A Talkchess thread: Misinformation being spread

orgfert · Post by **orgfert** » Fri Jan 14, 2011 9:08 am

You make it sound as if there is not very much left after turning off books, ponder, and learning. I believe many authors would disagree with you.

The real test is if you could do that to a human chess player, would he disagree with you?

Adam Hair wrote:Put at a disadvantage? No. Invalidate their standing? No. I would think some of the extras are there in order to make the chess engine play more interesting, not because it would help it be higher on any rating list.

Ask a human intelligence whether the things you turn off in an artificial intelligence are extras he can do without.

Adam Hair wrote:Do you really think that list makers determine what should be in a chess program?

They determine how to limit and hobble all the AI, which must surely affect differing designs by differing and unknowable quanta. The result is then considered a scientific effort at objective measurement, though how it could be considered so with such arbitrary interference is puzzling.

Adam Hair wrote:You give the whole group too much credit. Some authors undoubtly strive to climb the lists. Others pay more attention to giving their program a full set of features

I think you'll find I give them almost no credit (no offense intended) due to arbitrary tampering with the designs. I think this is done innocently in ignorance.

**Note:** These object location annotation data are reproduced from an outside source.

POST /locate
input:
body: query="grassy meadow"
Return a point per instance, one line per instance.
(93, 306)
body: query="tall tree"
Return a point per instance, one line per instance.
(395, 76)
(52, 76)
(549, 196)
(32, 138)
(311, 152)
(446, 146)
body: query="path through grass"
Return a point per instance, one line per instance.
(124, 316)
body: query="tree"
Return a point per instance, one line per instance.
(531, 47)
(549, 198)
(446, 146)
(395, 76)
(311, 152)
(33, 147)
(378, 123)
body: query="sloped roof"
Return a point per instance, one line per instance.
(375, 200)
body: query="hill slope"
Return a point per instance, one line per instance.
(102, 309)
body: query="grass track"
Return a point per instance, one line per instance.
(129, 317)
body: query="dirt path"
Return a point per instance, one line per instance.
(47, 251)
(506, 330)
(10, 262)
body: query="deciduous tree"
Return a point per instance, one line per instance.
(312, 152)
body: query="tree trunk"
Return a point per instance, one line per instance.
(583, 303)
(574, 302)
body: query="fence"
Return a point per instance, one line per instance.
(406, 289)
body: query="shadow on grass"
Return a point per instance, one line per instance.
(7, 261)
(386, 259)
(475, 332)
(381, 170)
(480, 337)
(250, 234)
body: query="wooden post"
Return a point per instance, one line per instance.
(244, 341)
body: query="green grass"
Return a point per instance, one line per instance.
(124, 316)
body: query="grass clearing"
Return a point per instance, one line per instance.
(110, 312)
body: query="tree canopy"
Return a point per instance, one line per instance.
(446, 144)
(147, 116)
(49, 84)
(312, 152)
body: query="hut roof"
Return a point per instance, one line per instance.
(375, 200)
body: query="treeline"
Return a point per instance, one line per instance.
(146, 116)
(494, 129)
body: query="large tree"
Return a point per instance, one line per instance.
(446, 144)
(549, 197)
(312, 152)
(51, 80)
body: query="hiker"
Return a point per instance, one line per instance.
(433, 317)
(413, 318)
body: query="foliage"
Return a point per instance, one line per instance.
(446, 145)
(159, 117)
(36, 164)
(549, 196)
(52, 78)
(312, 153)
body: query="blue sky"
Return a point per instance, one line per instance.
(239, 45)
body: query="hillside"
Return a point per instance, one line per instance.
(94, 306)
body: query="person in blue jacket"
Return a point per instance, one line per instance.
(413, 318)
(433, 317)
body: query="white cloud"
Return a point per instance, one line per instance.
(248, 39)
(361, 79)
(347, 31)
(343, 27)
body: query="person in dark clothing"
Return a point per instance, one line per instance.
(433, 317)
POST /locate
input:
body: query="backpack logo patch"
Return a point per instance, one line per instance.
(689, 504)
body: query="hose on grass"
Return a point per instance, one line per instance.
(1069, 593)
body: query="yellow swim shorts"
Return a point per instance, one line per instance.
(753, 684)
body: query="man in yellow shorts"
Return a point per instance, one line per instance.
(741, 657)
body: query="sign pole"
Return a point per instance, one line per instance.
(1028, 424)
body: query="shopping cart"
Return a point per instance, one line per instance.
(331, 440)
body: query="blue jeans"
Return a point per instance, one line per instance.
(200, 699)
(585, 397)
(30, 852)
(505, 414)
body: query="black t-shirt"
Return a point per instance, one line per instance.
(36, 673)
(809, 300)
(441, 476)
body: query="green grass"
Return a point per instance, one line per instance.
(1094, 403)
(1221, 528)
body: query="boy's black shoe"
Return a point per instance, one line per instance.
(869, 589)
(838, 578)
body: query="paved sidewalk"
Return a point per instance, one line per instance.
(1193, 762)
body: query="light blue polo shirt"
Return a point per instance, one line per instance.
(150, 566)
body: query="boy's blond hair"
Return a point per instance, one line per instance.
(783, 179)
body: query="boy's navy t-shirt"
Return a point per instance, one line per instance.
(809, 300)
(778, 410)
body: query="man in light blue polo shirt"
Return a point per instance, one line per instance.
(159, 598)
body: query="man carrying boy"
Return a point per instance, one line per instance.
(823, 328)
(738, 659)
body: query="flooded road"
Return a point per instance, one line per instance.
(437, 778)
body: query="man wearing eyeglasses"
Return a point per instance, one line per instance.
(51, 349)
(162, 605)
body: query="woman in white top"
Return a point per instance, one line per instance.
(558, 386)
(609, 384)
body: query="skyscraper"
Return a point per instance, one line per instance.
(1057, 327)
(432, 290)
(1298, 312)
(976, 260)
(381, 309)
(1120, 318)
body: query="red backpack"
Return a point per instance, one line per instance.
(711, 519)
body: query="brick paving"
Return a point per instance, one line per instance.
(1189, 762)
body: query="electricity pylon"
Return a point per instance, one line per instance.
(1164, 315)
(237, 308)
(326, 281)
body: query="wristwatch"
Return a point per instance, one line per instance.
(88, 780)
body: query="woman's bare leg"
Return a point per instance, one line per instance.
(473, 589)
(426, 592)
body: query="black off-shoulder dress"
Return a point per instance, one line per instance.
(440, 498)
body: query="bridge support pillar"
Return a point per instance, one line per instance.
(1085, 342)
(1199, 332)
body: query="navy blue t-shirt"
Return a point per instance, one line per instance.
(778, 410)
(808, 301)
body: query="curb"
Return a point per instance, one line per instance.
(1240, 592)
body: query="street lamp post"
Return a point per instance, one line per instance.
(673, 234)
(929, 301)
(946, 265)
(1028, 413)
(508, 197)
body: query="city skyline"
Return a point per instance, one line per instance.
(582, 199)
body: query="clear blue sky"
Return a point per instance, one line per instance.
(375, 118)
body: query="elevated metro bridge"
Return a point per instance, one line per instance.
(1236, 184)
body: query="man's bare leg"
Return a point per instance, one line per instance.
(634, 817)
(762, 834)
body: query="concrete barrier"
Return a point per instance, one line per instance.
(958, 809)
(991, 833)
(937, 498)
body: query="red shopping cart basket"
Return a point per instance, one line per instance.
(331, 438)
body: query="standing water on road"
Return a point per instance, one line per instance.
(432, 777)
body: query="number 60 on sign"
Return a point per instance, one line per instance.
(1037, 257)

Adam Hair wrote:Anybody who does not understand that computer chess is artificial intellegence needs to do some reading. Yet,
simply testing for engine strength does not dismiss that connection. How do you think Bob Hyatt tests Crafty?
With books, ponder, and learning on? No. When he competes with Crafty, then yes.

Here you briefly take my point, but then immediately toss it aside with little attempt at explanation.

Adam Hair wrote:But when he wants to find out if some changes in the code makes Crafty stronger, all of that is turned off. The same for other authors.
And the rating lists serve as a check for them.

But in this case, he is tuning search and eval only. To do this, he must isolate it from its dynamic AI functions. Why rating lists would only be interested in a subset of the total AI seems strange. Why is no one interested in the total AI?

Adam Hair wrote:We are not giving any program a UL listing. The fact is this: we are testing the chess engine, not the chess program.

Ok, but this has been clear from the start. What is not so clear is the reason why no one wants to know the relative strength of the AI.

Adam Hair wrote:Start testing all the bells and whistles yourself.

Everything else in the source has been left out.